I can say, without hesitation, that Steve is a friend of the Jewish people and
a defender of Israel, as well as being a passionate American patriot and a
great leader._

 _A word or two about my credentials: I am an Orthodox Jew, and I hold a
Master of Arts degree in Jewish Studies. My thesis at the Isaac and Jesse
Kaplan Centre at the University of Cape Town dealt with the troubled status of
Jews in an increasingly anti-Israel, and antisemitic, post-apartheid South
Africa. I believe myself to be a qualified judge of what is, and is not,
antisemitic._

 _It defies logic that a man who was a close friend, confidant, and adviser to
the late Andrew Breitbart — a proud Jew — could have any negative feelings
towards Jews. As I can testify from years of work together with Steve in close
quarters, the opposite is the case: Steve is outraged by antisemitism.

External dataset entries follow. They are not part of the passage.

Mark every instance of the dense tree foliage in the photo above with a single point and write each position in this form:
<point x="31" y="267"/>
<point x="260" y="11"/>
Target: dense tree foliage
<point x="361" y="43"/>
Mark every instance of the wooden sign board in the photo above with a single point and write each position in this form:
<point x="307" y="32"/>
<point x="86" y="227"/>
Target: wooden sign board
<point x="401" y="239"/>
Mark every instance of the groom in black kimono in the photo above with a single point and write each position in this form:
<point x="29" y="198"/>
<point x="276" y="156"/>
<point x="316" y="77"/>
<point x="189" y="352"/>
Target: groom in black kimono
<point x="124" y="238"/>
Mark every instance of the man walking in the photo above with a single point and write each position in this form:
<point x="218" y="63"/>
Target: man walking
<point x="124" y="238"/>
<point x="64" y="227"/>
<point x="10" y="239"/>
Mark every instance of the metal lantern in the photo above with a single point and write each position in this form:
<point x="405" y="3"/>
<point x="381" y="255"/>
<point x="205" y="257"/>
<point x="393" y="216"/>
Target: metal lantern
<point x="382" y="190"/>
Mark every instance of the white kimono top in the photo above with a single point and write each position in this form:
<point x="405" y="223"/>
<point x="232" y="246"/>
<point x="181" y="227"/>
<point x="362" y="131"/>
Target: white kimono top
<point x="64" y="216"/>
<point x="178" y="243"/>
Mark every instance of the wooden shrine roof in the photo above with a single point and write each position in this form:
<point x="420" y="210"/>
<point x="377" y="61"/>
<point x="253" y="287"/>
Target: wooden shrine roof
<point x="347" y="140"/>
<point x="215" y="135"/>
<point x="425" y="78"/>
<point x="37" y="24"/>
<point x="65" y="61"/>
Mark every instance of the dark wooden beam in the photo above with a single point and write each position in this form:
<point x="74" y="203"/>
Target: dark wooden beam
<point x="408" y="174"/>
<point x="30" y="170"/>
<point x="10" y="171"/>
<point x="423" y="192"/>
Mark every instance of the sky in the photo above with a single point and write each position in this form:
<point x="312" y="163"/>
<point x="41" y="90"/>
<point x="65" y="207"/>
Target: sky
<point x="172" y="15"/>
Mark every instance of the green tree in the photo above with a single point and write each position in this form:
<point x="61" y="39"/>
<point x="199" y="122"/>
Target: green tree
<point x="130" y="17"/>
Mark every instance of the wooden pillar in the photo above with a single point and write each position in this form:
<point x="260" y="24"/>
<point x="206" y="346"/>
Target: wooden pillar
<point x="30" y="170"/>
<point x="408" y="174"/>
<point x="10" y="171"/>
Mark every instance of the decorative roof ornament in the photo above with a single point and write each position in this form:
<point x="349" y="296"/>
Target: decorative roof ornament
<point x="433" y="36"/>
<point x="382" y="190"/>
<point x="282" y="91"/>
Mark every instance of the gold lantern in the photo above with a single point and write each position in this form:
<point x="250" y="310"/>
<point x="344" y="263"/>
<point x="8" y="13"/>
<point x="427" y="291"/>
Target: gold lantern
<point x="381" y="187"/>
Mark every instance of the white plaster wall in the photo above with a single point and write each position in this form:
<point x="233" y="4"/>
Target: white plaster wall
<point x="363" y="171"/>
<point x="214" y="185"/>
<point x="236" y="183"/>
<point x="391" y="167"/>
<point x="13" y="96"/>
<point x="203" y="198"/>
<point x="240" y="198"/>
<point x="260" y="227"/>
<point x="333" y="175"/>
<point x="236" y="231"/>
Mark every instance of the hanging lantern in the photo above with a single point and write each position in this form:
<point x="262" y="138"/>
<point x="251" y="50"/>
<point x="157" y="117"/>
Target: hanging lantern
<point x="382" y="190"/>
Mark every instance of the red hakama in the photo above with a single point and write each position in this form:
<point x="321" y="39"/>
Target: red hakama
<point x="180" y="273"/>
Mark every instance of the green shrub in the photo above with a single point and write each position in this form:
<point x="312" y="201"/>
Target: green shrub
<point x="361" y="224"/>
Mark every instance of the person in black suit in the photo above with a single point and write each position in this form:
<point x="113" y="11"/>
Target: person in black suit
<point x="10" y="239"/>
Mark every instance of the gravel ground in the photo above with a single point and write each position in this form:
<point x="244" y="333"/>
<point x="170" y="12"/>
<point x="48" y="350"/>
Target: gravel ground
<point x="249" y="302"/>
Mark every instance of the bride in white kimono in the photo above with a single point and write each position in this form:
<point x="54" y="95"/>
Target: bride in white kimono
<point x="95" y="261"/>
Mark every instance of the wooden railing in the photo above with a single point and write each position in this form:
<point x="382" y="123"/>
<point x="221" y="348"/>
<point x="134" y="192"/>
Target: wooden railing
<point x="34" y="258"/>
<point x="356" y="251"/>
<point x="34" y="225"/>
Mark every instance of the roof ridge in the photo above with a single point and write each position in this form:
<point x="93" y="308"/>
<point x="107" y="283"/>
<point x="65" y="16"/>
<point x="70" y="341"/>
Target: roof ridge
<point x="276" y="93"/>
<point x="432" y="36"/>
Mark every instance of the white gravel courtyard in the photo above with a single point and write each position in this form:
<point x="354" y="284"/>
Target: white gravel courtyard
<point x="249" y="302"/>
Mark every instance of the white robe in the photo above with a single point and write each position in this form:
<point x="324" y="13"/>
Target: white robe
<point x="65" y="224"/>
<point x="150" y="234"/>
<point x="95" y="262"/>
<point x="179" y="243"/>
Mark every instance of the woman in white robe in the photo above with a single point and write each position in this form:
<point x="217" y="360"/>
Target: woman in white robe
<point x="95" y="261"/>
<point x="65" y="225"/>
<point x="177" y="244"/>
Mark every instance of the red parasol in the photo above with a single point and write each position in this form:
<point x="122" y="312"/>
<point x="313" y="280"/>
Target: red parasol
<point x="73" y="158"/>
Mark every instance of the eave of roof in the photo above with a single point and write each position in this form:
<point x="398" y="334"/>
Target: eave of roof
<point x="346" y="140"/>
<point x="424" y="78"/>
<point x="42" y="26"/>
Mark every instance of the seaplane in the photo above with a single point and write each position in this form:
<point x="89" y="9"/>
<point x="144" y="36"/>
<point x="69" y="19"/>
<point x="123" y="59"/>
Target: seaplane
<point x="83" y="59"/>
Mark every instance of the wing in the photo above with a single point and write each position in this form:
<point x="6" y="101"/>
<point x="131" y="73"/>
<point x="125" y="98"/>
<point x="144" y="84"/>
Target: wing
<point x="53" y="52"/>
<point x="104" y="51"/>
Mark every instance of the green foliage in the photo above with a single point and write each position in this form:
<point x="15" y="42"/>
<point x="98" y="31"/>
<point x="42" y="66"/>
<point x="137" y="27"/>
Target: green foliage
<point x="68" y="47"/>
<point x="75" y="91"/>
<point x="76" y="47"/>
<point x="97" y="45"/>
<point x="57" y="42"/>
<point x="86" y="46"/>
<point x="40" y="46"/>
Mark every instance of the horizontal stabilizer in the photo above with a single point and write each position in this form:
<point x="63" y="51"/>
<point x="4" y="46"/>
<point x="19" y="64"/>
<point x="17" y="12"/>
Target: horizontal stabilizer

If
anything, he is overly sensitive about it, and often takes offense on Jews’
behalf._

A single testimonial doesn't convince me that Bannon is a great guy, but it
certainly reminded me that the mainstream media may not always be aiming for
an honest portrayal.

Edit: Having said that, I was impressed that this New York Times article
(while starting off quite critical) offers a much fuller picture than I've
seen elsewhere: [http://www.nytimes.com/2016/11/27/us/politics/steve-
bannon-w...](http://www.nytimes.com/2016/11/27/us/politics/steve-bannon-white-
house.html)